American football player and coach (born 1973)

James Urban (born December 1, 1973) is an American football coach who was the quarterbacks coach for the Baltimore Ravens of the National Football League (NFL). He previously served as an assistant coach for the Cincinnati Bengals and Philadelphia Eagles.

==Playing career==
Urban played college football at Washington and Lee. He played wide receiver and kick returner for the Generals.

==Coaching career==
===College===
From 1997–1998, Urban was a graduate assistant at Clarion University of Pennsylvania. He was the director of football administration at the University of Pennsylvania in 1999, and was the director of football operations from 2000–2003.

===Professional===
====Philadelphia Eagles====
Urban became a coaching intern for the Philadelphia Eagles during training camp in 2003. The assistant to head coach Andy Reid tore a patellar tendon during camp, and Urban took over his duties while he recovered. He was promoted to that position full-time in 2004. He was promoted to offensive assistant/quality control coach on February 20, 2007. He was promoted to quarterbacks coach in 2009 after Pat Shurmur left to be the offensive coordinator of the St. Louis Rams. When the Eagles signed Michael Vick during the preseason in 2009, Urban and offensive quality control coach Doug Pederson helped acclimate Vick to the offensive scheme. Urban was promoted to assistant offensive coordinator on February 8, 2011.

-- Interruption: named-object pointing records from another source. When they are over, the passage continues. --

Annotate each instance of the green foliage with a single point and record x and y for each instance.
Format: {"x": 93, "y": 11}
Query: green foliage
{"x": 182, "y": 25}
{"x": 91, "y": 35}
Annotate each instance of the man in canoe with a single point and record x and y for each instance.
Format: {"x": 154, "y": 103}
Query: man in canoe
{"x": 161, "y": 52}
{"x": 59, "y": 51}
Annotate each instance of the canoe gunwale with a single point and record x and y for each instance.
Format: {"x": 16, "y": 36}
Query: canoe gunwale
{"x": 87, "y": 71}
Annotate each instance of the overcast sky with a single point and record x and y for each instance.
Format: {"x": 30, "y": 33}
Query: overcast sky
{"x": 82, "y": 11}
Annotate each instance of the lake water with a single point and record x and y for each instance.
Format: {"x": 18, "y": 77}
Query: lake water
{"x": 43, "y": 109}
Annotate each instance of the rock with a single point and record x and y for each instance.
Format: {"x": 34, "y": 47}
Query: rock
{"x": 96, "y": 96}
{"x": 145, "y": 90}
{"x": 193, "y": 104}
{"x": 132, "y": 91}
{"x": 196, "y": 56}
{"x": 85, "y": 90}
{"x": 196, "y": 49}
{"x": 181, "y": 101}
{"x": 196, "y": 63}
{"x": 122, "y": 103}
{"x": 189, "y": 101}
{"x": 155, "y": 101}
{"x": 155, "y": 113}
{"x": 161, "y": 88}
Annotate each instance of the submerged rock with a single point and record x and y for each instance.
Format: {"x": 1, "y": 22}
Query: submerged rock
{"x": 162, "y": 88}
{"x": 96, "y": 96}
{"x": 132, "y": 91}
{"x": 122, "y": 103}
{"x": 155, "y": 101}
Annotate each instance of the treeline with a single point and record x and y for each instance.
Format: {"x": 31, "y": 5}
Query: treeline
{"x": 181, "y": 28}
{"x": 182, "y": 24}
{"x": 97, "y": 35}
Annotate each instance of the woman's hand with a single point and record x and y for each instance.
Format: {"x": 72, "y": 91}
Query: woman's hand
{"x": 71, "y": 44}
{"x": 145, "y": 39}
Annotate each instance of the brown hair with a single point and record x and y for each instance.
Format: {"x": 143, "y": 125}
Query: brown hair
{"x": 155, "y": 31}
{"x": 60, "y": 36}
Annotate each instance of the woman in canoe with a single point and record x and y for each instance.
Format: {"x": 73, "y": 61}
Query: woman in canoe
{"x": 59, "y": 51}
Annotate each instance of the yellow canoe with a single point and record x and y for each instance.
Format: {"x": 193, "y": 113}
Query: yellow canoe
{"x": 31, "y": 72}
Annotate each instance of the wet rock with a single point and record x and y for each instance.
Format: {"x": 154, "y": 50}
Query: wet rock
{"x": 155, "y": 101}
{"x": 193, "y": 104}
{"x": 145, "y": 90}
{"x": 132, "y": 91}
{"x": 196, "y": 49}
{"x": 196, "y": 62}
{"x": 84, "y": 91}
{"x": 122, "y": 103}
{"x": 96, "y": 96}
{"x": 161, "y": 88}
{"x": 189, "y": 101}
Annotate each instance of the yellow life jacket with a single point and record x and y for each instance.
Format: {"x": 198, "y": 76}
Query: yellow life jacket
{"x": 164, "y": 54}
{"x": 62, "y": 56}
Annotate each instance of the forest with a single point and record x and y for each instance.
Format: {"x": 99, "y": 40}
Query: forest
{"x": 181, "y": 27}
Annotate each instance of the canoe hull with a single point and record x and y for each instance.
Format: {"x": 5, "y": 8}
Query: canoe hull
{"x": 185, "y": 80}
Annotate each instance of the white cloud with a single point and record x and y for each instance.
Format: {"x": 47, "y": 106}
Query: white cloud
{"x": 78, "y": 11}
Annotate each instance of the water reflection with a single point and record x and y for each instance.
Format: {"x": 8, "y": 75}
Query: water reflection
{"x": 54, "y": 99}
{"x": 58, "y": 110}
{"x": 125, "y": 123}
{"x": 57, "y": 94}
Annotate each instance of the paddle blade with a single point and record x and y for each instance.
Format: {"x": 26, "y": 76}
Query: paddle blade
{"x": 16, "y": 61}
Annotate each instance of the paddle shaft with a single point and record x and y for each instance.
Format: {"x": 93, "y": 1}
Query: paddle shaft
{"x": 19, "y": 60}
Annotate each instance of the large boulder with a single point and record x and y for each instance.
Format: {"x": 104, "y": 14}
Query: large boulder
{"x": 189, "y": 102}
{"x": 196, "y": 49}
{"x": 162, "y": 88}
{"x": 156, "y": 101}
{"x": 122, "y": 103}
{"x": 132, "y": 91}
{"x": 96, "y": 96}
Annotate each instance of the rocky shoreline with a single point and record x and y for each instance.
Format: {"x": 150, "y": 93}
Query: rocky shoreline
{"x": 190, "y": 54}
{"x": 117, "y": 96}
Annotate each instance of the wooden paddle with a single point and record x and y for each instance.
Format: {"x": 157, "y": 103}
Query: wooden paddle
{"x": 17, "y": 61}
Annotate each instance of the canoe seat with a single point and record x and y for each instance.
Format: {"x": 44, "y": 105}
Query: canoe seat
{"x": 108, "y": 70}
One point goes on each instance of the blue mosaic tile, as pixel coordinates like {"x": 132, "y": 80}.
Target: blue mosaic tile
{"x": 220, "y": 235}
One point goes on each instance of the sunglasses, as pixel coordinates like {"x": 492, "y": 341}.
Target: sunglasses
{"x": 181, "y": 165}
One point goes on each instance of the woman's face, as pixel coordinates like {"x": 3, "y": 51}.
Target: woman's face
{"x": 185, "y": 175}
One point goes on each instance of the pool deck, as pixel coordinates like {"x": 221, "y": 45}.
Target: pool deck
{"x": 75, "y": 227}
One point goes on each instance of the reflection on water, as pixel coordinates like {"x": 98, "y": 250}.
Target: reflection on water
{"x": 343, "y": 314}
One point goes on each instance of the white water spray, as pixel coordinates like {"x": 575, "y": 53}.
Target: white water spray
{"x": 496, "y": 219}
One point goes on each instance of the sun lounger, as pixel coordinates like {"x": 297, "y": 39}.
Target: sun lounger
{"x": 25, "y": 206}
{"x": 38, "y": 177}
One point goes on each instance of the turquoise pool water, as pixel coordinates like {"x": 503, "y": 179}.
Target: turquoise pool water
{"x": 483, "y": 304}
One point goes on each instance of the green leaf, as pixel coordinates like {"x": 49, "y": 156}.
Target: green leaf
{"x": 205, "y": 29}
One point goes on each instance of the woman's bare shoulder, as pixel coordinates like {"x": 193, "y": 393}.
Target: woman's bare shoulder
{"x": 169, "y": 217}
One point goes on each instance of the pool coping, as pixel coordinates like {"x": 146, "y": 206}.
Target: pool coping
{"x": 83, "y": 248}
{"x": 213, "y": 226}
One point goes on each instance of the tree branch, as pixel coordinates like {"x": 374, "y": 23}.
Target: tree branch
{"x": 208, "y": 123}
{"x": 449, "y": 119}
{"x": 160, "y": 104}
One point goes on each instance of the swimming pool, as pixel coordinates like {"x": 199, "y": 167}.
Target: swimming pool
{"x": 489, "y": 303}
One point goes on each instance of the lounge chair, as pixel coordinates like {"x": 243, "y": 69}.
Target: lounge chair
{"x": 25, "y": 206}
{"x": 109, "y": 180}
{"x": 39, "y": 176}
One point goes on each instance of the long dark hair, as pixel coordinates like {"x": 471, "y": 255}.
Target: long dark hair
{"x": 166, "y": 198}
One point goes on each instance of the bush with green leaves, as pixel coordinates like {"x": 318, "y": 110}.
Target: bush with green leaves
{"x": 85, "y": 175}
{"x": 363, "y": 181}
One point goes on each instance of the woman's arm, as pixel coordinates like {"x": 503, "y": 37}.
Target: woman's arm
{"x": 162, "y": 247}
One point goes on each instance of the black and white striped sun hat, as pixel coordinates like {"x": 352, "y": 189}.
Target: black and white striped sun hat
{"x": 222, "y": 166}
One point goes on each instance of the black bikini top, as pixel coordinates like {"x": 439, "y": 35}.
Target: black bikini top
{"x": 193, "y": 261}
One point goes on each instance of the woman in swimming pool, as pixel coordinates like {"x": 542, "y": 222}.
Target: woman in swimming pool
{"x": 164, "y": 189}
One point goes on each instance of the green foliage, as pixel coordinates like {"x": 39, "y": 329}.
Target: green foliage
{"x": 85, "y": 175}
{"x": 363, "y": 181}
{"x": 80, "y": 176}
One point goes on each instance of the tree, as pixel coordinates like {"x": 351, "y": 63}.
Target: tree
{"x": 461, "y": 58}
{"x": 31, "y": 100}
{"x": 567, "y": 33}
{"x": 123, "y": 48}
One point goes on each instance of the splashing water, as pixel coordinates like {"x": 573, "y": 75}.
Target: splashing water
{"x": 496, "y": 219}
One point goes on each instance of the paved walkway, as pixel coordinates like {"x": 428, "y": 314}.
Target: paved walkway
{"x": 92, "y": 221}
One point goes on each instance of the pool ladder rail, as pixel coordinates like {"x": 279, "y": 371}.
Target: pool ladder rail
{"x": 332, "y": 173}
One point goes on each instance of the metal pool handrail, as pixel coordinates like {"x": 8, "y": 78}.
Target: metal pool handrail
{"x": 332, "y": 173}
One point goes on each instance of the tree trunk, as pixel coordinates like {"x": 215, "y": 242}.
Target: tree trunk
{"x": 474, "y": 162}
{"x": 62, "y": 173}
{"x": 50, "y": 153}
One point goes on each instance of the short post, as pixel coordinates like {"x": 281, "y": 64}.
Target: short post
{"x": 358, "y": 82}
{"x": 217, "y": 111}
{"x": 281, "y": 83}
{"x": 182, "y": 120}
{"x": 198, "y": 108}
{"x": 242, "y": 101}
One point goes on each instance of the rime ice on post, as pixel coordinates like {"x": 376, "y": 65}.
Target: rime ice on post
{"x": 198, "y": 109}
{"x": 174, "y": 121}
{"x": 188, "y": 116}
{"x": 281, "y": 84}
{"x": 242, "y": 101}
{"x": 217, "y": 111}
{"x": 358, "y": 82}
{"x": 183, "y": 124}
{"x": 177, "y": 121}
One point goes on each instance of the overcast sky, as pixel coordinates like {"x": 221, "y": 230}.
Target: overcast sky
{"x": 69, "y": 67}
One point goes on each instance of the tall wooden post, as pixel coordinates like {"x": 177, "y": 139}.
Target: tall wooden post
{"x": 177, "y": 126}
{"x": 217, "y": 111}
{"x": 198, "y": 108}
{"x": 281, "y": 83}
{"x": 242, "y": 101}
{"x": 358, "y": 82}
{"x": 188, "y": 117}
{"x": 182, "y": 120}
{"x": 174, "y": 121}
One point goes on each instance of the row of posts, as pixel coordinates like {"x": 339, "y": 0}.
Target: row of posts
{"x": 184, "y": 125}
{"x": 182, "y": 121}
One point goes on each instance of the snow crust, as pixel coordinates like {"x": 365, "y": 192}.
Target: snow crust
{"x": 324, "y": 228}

====Cincinnati Bengals====
Shortly after his promotion to assistant offensive coordinator with the Eagles, Urban took the Cincinnati Bengals' wide receivers coach position on February 21, 2011.

====Baltimore Ravens====
On January 5, 2018, Urban was hired by the Baltimore Ravens to be their new quarterbacks coach. During his tenure he has worked with quarterback Lamar Jackson on improving Jackson's delivery of a football, footwork and familiarity with the Ravens new offense.

Following the 2022 season, Urban vacated the role of quarterbacks coach and assumed the title of senior football analyst/game planning.